Portability: You have the right to receive your personal data in a structured, machine-readable format and to transmit that data to another service.

Objection: You have the right to object to the processing of your personal data for direct marketing or other purposes based on legitimate interests.

Withdrawal of consent: Where we process your data based on consent, you may withdraw that consent at any time.

To exercise any of these rights, email privacy@graid.market. We will respond to your request within 30 days. We may require verification of your identity before processing your request.

8. Data Security

We implement reasonable technical and organizational measures to protect your personal data from unauthorized access, alteration, disclosure, or destruction. These measures include encryption in transit (TLS) and at rest, access controls, and regular security reviews.

However, no method of transmission over the Internet or electronic storage is 100% secure. While we strive to protect your data, we cannot guarantee absolute security. If a data breach occurs that affects your personal data, we will notify you and the relevant authorities in accordance with applicable law.

9. Data Retention

We retain your personal data for as long as your account is active or as needed to provide the Service. After account closure, we retain transaction data for a minimum of 7 years to comply with tax and legal requirements. Usage data is anonymized or deleted after 24 months.
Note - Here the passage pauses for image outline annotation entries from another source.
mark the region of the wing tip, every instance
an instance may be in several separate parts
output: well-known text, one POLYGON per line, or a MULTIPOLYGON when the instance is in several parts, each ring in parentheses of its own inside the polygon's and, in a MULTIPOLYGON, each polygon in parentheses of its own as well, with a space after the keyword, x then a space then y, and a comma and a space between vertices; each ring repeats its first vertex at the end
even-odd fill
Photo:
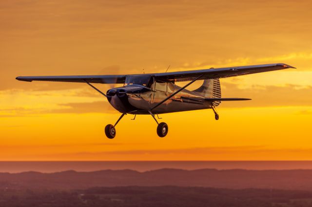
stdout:
POLYGON ((283 66, 283 67, 284 67, 285 69, 296 69, 296 68, 295 68, 293 66, 290 66, 289 65, 286 64, 285 63, 277 63, 276 64, 277 66, 283 66))
POLYGON ((31 80, 28 80, 28 79, 24 79, 24 78, 23 77, 22 77, 22 76, 17 77, 16 78, 15 78, 15 79, 16 80, 17 80, 18 81, 26 81, 27 82, 31 82, 32 81, 32 81, 31 80))

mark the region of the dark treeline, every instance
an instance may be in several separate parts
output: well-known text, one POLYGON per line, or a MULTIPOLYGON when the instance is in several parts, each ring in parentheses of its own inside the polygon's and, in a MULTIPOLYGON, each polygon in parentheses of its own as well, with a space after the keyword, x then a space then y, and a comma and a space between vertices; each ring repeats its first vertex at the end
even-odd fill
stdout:
POLYGON ((140 172, 126 170, 73 171, 43 173, 0 173, 0 187, 86 189, 96 186, 197 186, 228 189, 277 189, 312 190, 312 170, 161 169, 140 172))
POLYGON ((80 190, 1 189, 1 207, 312 207, 312 192, 200 187, 98 187, 80 190))

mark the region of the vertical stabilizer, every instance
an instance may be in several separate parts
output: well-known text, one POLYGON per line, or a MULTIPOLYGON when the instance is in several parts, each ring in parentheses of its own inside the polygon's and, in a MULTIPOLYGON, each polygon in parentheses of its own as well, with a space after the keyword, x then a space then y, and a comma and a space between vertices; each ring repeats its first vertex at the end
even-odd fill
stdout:
MULTIPOLYGON (((209 98, 220 98, 221 87, 218 78, 214 79, 207 79, 204 81, 203 85, 194 92, 198 93, 201 96, 209 98)), ((213 102, 214 106, 218 106, 221 102, 213 102)))

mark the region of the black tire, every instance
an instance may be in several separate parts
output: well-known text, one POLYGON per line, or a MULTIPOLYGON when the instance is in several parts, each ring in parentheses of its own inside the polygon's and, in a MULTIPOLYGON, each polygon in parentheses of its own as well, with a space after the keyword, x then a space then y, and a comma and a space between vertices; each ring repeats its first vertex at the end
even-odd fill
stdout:
POLYGON ((157 126, 157 134, 161 138, 163 138, 168 133, 168 125, 164 122, 160 123, 157 126))
POLYGON ((116 130, 112 124, 107 124, 105 126, 105 135, 108 138, 114 138, 116 136, 116 130))

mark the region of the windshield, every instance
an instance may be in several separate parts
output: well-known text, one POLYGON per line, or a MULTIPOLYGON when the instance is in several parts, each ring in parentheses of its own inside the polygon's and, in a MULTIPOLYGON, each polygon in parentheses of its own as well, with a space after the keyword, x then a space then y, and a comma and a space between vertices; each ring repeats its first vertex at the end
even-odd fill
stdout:
POLYGON ((136 85, 151 87, 153 83, 153 79, 150 75, 127 75, 124 86, 136 85))

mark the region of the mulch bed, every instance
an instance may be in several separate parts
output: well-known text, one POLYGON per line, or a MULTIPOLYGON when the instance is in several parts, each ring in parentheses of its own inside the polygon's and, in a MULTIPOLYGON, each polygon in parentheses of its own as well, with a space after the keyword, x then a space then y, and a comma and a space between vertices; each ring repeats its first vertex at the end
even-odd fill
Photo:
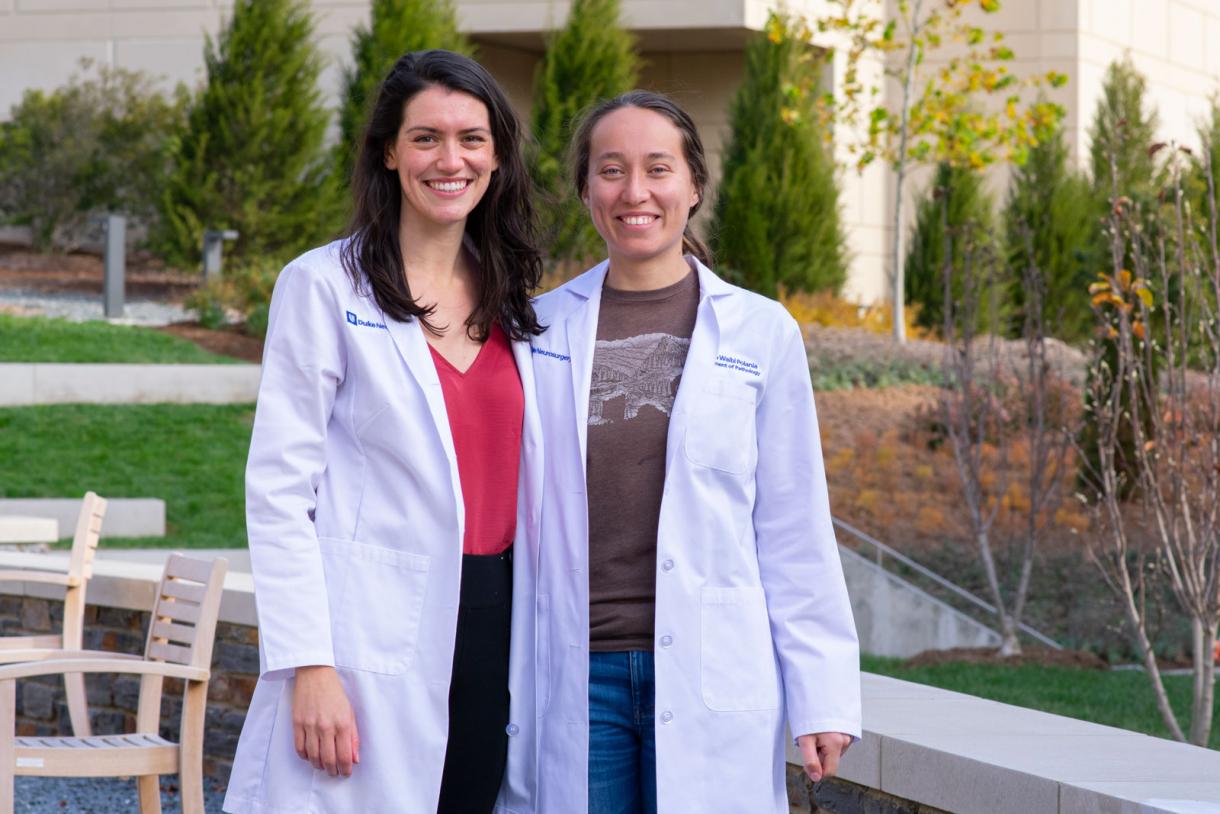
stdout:
POLYGON ((204 350, 222 356, 233 356, 245 361, 262 361, 262 339, 242 333, 238 327, 226 327, 214 331, 198 322, 174 322, 157 328, 188 342, 194 342, 204 350))
POLYGON ((1087 650, 1055 650, 1049 647, 1027 647, 1021 655, 1000 655, 993 647, 954 647, 948 650, 924 650, 903 661, 908 668, 928 668, 938 664, 1002 664, 1020 666, 1035 664, 1044 668, 1076 668, 1081 670, 1108 670, 1109 664, 1096 653, 1087 650))
MULTIPOLYGON (((38 254, 0 243, 0 288, 79 294, 101 294, 105 264, 95 254, 38 254)), ((181 303, 199 286, 199 275, 173 271, 146 253, 127 255, 127 295, 181 303)))

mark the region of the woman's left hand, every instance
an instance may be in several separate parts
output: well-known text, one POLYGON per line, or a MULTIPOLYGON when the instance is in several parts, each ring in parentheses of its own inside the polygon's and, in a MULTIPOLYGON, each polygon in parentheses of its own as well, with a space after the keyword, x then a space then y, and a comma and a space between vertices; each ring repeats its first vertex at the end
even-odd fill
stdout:
POLYGON ((797 738, 802 759, 805 762, 805 774, 814 782, 838 774, 838 759, 852 746, 852 736, 842 732, 817 732, 802 735, 797 738))

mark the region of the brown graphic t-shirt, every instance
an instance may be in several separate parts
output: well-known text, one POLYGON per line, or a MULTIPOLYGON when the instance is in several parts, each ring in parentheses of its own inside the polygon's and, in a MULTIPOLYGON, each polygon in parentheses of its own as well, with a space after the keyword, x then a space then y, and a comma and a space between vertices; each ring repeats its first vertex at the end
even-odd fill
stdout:
POLYGON ((605 286, 589 388, 589 649, 651 650, 665 437, 699 305, 699 277, 650 292, 605 286))

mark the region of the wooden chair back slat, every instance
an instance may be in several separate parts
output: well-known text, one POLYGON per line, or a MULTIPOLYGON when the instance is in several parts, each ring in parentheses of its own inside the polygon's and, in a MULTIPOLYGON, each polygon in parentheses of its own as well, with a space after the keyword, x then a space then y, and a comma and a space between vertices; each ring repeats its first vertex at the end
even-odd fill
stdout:
POLYGON ((68 576, 88 580, 93 576, 93 556, 101 537, 101 521, 106 516, 106 500, 94 492, 85 492, 77 515, 76 533, 72 537, 72 555, 68 559, 68 576))
POLYGON ((155 619, 165 619, 168 621, 195 625, 199 622, 199 605, 193 602, 178 602, 176 599, 166 599, 161 603, 161 607, 157 609, 157 615, 155 616, 155 619))
POLYGON ((152 622, 152 637, 190 647, 195 643, 195 626, 178 625, 177 622, 167 622, 159 619, 152 622))
POLYGON ((152 661, 170 661, 171 664, 190 664, 190 648, 166 642, 152 642, 144 658, 152 661))
POLYGON ((207 593, 207 586, 188 582, 182 577, 166 576, 168 578, 161 582, 162 596, 183 599, 185 602, 194 602, 196 605, 204 600, 204 594, 207 593))
POLYGON ((227 565, 220 558, 205 563, 181 554, 170 555, 152 604, 145 658, 205 670, 211 668, 227 565))

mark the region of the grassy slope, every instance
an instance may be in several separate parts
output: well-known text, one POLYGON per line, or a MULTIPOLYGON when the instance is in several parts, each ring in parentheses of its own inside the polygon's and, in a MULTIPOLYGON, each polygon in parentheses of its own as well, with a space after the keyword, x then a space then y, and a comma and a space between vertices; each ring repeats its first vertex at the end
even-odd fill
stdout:
MULTIPOLYGON (((977 664, 904 668, 900 659, 883 659, 875 655, 865 655, 863 666, 869 672, 904 681, 1147 732, 1157 737, 1169 737, 1169 730, 1157 711, 1152 686, 1144 674, 1137 670, 1072 670, 977 664)), ((1191 679, 1165 676, 1165 685, 1182 729, 1187 730, 1188 721, 1183 718, 1190 714, 1191 679)), ((1220 707, 1216 713, 1211 727, 1211 748, 1220 748, 1220 707)))
POLYGON ((105 546, 245 546, 251 405, 0 409, 0 497, 161 498, 167 536, 105 546))
POLYGON ((0 362, 231 364, 150 328, 0 314, 0 362))

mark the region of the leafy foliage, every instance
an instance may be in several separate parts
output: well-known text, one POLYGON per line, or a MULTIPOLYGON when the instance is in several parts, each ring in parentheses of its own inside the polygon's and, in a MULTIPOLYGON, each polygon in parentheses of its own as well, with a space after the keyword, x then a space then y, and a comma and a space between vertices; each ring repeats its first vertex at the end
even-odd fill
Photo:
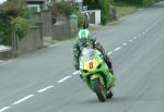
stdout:
POLYGON ((28 17, 28 10, 22 0, 8 0, 0 4, 0 43, 11 46, 13 30, 23 37, 27 30, 28 17))
POLYGON ((155 2, 155 0, 114 0, 115 2, 126 2, 130 4, 141 4, 144 7, 149 7, 155 2))
POLYGON ((77 7, 68 2, 54 2, 52 15, 54 16, 67 16, 69 17, 72 13, 77 12, 77 7))
POLYGON ((113 0, 84 0, 84 5, 87 5, 89 10, 99 9, 102 14, 102 24, 105 25, 109 18, 109 4, 113 0))

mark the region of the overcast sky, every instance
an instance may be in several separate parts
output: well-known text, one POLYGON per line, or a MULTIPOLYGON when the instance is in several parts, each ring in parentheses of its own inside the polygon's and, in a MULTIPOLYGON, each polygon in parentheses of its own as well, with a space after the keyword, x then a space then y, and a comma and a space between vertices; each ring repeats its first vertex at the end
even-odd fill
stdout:
POLYGON ((7 0, 0 0, 0 3, 4 2, 4 1, 7 1, 7 0))

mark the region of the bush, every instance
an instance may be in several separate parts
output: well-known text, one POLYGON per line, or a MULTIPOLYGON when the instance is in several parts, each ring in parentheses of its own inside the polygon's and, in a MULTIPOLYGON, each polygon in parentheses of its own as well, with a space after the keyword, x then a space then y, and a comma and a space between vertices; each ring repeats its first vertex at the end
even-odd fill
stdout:
POLYGON ((30 13, 22 0, 8 0, 0 4, 0 42, 11 46, 13 30, 23 37, 27 32, 27 17, 30 13))
POLYGON ((101 10, 102 24, 105 25, 109 20, 109 4, 113 0, 84 0, 84 4, 87 5, 89 10, 101 10))
POLYGON ((26 35, 30 28, 28 21, 23 17, 13 18, 11 24, 20 39, 22 39, 26 35))
POLYGON ((114 0, 115 2, 125 2, 130 4, 141 4, 143 7, 149 7, 155 2, 155 0, 114 0))
POLYGON ((67 16, 69 17, 72 13, 77 12, 77 7, 68 2, 58 2, 52 4, 52 15, 54 16, 67 16))

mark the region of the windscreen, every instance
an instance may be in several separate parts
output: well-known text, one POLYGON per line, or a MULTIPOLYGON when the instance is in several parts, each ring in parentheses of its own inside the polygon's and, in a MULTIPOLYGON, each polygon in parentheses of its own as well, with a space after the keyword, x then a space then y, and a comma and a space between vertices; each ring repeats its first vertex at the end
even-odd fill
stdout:
POLYGON ((91 49, 91 48, 84 48, 82 50, 82 60, 83 61, 90 61, 90 60, 93 60, 95 57, 95 50, 94 49, 91 49))

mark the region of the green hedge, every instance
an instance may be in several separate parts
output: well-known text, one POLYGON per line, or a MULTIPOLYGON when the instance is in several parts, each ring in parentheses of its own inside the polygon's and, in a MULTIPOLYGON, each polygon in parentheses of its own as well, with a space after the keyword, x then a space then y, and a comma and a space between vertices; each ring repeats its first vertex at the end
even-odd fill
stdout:
POLYGON ((0 43, 11 46, 12 33, 20 38, 26 35, 30 17, 27 8, 22 0, 8 0, 0 4, 0 43))
POLYGON ((114 0, 115 2, 125 2, 130 4, 140 4, 143 7, 149 7, 155 2, 155 0, 114 0))

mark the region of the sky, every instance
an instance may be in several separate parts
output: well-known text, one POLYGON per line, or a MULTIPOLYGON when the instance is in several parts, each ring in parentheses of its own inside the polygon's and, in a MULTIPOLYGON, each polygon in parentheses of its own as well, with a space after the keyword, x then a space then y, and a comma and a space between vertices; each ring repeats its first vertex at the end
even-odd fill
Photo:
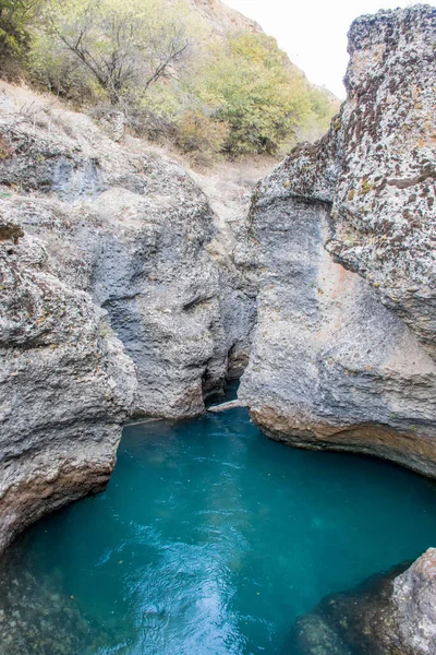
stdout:
MULTIPOLYGON (((421 0, 432 7, 436 0, 421 0)), ((414 4, 410 0, 223 0, 275 36, 314 84, 346 97, 347 32, 359 15, 414 4)))

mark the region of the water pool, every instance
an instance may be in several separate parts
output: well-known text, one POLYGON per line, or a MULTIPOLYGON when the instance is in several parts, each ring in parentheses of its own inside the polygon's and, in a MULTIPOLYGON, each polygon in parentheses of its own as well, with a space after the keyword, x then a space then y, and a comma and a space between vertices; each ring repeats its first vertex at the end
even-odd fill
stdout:
POLYGON ((12 549, 0 636, 4 655, 278 654, 325 595, 435 545, 435 485, 398 466, 268 441, 245 409, 129 426, 106 492, 12 549))

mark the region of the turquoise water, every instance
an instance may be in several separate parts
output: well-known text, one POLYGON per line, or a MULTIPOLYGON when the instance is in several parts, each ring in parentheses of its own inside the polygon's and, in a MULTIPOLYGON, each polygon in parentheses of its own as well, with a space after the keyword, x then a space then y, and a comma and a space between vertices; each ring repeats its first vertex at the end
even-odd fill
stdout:
MULTIPOLYGON (((268 441, 234 409, 126 427, 107 491, 28 531, 13 584, 59 653, 272 655, 323 596, 435 545, 433 483, 268 441)), ((58 653, 35 643, 16 652, 58 653)))

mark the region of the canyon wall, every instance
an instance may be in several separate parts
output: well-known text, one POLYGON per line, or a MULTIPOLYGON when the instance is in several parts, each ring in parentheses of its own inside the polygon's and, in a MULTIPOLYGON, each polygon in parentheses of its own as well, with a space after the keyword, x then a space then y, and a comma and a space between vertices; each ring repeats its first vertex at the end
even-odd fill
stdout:
POLYGON ((241 374, 255 295, 178 163, 0 90, 0 550, 101 490, 129 417, 184 418, 241 374))
POLYGON ((436 476, 436 10, 358 19, 329 133, 257 187, 240 397, 272 439, 436 476))

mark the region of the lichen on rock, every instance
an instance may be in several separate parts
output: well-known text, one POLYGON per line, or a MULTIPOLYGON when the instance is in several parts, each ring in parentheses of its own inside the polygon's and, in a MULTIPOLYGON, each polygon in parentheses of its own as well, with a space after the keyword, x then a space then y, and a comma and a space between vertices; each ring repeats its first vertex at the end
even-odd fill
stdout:
POLYGON ((240 392, 274 439, 433 477, 435 28, 426 5, 358 19, 341 114, 257 187, 258 323, 240 392))

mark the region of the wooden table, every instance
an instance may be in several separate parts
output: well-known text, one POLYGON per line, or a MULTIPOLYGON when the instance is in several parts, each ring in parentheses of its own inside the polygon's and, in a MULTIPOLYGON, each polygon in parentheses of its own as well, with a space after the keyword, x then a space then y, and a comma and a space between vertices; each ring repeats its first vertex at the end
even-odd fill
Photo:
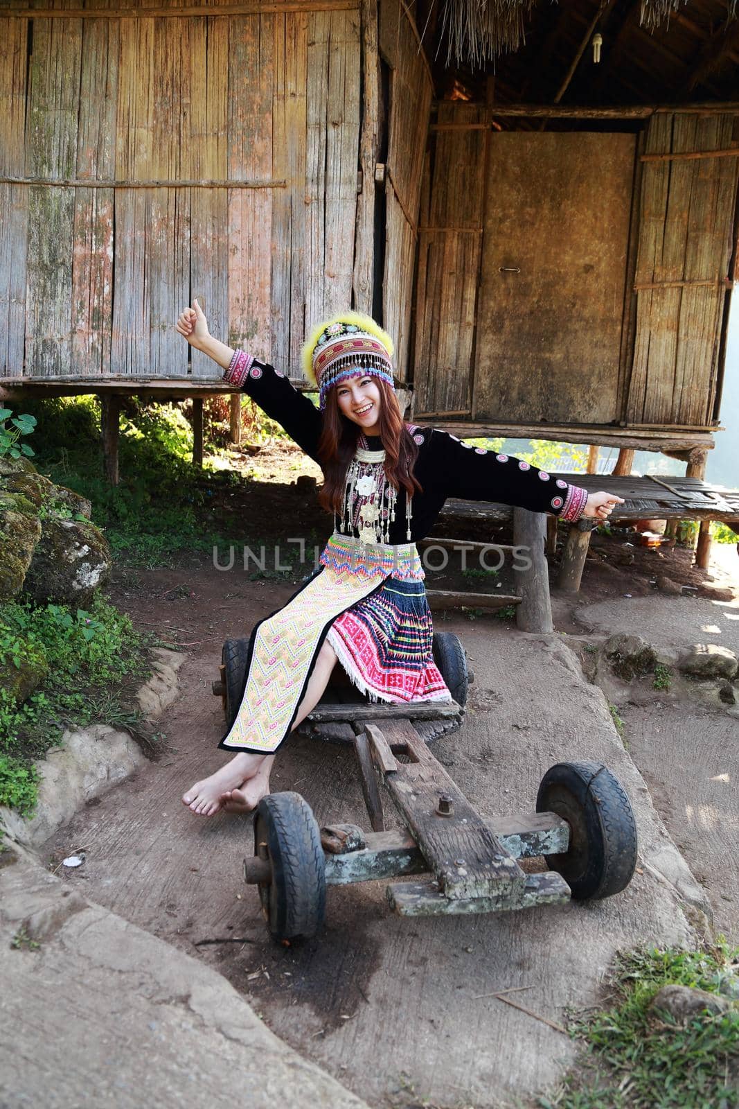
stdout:
MULTIPOLYGON (((696 564, 707 569, 710 557, 710 533, 708 525, 719 520, 730 527, 739 527, 739 490, 727 490, 721 486, 711 485, 700 478, 688 477, 614 477, 608 474, 554 474, 555 478, 582 486, 588 492, 616 494, 624 498, 625 503, 614 511, 613 520, 700 520, 701 530, 696 550, 696 564)), ((501 523, 513 518, 514 546, 523 545, 523 536, 532 523, 527 518, 541 517, 542 513, 526 512, 524 509, 513 509, 510 506, 493 501, 448 500, 442 511, 442 519, 464 517, 469 520, 485 520, 490 523, 501 523), (517 533, 516 533, 517 532, 517 533)), ((556 518, 548 517, 556 526, 556 518)), ((565 552, 560 570, 557 584, 571 592, 579 590, 585 566, 585 557, 591 541, 591 531, 597 527, 597 520, 583 519, 571 525, 565 543, 565 552)), ((434 540, 430 540, 434 541, 434 540)), ((462 542, 462 540, 459 540, 462 542)), ((551 550, 551 548, 550 548, 551 550)), ((531 621, 525 631, 551 631, 551 619, 547 621, 548 578, 541 572, 521 577, 522 606, 526 603, 538 627, 532 627, 531 621), (532 594, 532 596, 527 596, 532 594)), ((473 603, 470 601, 470 603, 473 603)), ((522 609, 516 609, 516 619, 522 609)), ((521 627, 521 621, 519 621, 521 627)))

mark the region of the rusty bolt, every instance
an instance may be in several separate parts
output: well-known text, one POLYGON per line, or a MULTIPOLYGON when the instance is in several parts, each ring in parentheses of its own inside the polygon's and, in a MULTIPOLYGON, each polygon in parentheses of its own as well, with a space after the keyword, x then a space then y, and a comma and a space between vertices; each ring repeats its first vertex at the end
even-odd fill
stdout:
POLYGON ((453 816, 454 815, 454 803, 448 793, 439 794, 439 804, 437 805, 438 816, 453 816))

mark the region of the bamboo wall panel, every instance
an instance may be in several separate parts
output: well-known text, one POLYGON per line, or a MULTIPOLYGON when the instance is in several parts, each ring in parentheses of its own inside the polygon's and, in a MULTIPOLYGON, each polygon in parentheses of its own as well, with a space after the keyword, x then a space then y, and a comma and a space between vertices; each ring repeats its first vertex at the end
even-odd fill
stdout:
POLYGON ((418 213, 433 87, 414 24, 398 0, 380 4, 380 51, 391 67, 382 318, 396 340, 398 375, 406 379, 418 213))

You may request deletion of your account and associated data at any time by emailing privacy@graid.market. Certain data may be retained to comply with legal obligations or to protect against fraud.

10. Children's Privacy

The Service is not intended for individuals under 18 years old. We do not knowingly collect personal data from children. If you believe we have collected data from a child under 18, please contact us at privacy@graid.market, and we will delete it promptly.

11. Changes to This Policy

We may update this Privacy Policy from time to time. If we make material changes, we will notify registered users by email at least 30 days before the changes take effect. The "Last updated" date at the top of this page indicates when the policy was last revised.

We encourage you to review this Privacy Policy periodically to stay informed about how we handle your data.

12. Contact for Data Requests

If you have questions about this Privacy Policy or wish to exercise your data rights, contact us at:

Email: privacy@graid.market

Mailing address: Graid Inc., 100 Market Street, Suite 400, San Francisco, CA 94105, USA

We are committed to resolving any privacy-related concerns promptly and transparently.